A Rhyming Engine

Here's a rhyming engine, written in 1000 lines of C++ code. It uses the freely available Moby dictionary, and full source code is provided. Give it a try. Read on for technical information.

Please try the updated rhyming web site.



Results:

Relationship to Rhymebrain.com

I originally wrote this post in 2007. For the past five years I have been researching linguistics and machine learning techniques and created rhymebrain.com. Rhymebrain, at its core, still uses the same techniques, but it does it much faster and supports any human language. Rhymebrain is propreitary. However, the source code presented with this article is released to the public domain.

How it works

Programs involving the english language are quite interesting, because there really are no rules. English is very complicated. A great resource is the Moby project, which is a public domain dictionary. It includes a text file providing word lists, including pronunciation and parts of speech.

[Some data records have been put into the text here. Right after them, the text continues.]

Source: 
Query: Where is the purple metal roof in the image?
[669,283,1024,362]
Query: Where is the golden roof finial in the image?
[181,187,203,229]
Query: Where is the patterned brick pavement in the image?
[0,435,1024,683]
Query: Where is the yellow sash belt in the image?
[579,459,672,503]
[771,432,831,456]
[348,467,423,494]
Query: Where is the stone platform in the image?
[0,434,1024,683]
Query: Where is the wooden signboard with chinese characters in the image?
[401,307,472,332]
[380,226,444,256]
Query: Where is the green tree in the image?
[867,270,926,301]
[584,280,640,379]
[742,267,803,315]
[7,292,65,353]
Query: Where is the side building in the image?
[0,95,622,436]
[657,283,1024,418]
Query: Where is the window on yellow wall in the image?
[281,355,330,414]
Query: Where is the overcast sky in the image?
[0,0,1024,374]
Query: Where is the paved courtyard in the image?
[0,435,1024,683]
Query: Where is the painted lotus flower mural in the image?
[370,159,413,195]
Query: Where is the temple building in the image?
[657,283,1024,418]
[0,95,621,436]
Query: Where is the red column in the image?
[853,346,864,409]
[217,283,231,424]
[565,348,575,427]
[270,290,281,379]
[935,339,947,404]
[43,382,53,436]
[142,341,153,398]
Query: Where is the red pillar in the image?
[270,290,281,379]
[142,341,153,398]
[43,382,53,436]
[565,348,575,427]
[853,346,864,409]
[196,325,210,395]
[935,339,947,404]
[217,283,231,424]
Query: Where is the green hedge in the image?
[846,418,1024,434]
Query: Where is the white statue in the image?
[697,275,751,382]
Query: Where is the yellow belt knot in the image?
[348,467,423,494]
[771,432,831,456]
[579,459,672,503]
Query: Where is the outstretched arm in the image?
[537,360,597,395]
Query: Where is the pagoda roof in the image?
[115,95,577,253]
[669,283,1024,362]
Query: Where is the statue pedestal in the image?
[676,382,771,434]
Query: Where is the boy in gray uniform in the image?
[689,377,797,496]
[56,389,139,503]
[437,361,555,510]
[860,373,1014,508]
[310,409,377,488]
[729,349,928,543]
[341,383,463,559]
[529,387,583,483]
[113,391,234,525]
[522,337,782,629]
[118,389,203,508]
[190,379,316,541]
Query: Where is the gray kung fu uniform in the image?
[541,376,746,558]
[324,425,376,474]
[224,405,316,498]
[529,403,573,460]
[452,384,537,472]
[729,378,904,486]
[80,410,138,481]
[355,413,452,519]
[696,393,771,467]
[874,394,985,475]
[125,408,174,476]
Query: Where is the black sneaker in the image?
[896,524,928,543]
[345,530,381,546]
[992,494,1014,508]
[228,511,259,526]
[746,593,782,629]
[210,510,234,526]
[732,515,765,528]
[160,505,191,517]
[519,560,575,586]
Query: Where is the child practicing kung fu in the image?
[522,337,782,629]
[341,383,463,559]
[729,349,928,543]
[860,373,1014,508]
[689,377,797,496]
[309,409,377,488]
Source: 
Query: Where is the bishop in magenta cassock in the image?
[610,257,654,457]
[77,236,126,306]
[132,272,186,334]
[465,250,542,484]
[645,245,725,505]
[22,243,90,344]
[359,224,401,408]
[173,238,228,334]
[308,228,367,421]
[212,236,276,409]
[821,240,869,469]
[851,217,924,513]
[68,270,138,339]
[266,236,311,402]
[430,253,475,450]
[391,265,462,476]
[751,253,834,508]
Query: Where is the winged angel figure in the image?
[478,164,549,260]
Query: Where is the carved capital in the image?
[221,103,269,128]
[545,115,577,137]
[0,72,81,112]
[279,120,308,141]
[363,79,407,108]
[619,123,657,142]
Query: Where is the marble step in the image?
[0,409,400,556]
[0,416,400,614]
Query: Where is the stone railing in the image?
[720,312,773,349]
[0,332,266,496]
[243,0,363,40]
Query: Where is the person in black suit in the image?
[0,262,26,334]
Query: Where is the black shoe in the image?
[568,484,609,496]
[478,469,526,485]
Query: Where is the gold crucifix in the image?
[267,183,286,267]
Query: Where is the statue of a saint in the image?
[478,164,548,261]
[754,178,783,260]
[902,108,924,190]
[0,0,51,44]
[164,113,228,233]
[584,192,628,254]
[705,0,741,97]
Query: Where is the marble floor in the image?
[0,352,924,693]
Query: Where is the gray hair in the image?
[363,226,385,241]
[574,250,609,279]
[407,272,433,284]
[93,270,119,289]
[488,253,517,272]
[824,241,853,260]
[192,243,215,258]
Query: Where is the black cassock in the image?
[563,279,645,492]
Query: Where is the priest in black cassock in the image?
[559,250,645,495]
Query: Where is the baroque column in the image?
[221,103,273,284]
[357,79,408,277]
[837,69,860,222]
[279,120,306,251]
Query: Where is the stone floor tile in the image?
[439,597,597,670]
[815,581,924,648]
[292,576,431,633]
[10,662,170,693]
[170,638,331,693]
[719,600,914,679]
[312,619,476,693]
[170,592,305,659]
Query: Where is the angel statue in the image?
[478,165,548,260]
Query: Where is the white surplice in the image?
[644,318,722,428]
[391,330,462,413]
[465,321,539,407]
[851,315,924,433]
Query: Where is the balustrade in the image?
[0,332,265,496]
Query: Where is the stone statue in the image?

Although I demonstrate only the rhyming part, my WordDatabase object uses both the part of speech and pronunciation information. This is for future expansion. Download source code here

Overview

  • As part of compilation, a perl script combines the Parts Of Speech and Pronunciation dictionary into a single file, dict.txt.
  • The rhyming engine reads dict.txt and, for every word, creates a Word object.
  • The Word object has the part of speech. It also contains a representation of the pronunciation of the word.
  • To figure out if two words rhyme, we compare the last part of their pronunciation. The more syllables that rhyme, the better the rhyme is.
  • The output is sorted so that better rhymes are listed first.

Similar projects

I'm not aware of many similar projects. Somebody named "tuffy" made a rhyming dictionary on sourceforge: rhyme.sourceforge.net. However, for the life of me, I can't figure out why it needs to use an external database package. My technique does not need to pre-compute the rhymes, and it is half as many lines of code.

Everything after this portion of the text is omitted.